Saturday, October 31, 2009

GATE 1999 CS question 1.1 (Probability)

1.1 Suppose the expectation of a random variable X is 5. Which of the following is true?
(a) There is a sample point at which X has a value 5.
(b) There is a sample point at which X has a value greater than 5.
(c) There is a sample point at which X has a value greater than or equal to 5.
(d) None of the above
First of all, what is this ‘expectation of a random variable’ business?
Well, an ‘expectation’ is a sort of sum – it’s  a ‘weighted’ sum. As a formula, it is
E = summation of xi*pi
where xi are the sample points (different values taken) of the random variable, and pi are the probabilities of each value in turn.
Imagine you were a gambler and also happened to know a dice maker. You tell him to make the dice such that numbers 1 to 4 appear with probability 1/12 each, while 5 and 6 appear with probability 1/3 each (verify that this adds up to a total probability of 1). Now, what is the ‘expected value’ of this dice? Well, as I said, expectation is a weighted sum, with the weights being the probabilities. So here, it would be
E = 1*1/12 + 2*1/12 + 3*1/12 + 4*1/12 + 5*1/3 + 6*1/3
E = 4.5
Ha, what is this, the expected value of the dice roll is 4.5? How can a dice roll a non-integer value?

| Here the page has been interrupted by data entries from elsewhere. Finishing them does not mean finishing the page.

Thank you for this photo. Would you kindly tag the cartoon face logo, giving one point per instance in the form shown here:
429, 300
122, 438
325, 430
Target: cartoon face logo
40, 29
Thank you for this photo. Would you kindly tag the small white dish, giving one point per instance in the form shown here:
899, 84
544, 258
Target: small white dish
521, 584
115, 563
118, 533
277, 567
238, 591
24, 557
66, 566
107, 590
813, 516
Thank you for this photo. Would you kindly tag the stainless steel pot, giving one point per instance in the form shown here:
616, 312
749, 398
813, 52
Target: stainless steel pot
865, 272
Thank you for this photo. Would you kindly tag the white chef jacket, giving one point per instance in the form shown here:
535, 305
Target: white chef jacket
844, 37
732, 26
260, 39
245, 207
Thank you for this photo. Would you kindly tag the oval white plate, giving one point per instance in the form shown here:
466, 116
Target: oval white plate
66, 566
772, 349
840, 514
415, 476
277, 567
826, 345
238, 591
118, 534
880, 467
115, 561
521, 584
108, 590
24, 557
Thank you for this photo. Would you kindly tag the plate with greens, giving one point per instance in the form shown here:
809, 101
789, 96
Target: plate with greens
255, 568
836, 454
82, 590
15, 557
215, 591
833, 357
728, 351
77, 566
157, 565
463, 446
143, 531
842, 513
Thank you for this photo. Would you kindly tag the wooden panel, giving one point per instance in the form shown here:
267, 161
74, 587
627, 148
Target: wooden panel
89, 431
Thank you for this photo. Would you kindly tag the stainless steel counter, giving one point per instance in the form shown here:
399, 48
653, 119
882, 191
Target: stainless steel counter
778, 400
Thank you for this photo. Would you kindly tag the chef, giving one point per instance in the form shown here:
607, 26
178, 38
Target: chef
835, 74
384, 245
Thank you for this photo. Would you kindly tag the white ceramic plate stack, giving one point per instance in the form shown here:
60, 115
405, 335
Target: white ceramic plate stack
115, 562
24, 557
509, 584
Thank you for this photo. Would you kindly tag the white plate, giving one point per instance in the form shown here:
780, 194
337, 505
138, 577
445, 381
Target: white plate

Well, this mathematical expected value isn’t really the expected value of the dice. Yeah, that’s how strange math is. :)
Intuitively, it’s actually a value we try to find such that the difference between the actual value of the random variable and this value is minimum. Now, since we don’t really know the actual value of the random variable beforehand, we keep this value close to the most probable values while not getting too distant from the other values. That is why we got a 4.5 above – it’s a compromise between the high probability of 5 and 6 and the low probabilities of 1,2,3 and 4.
Ok, that’s about the basics of expectation, now let’s dive into this problem. Here, they say that the expectation of a random variable is 5. Well now, let’s think through the options.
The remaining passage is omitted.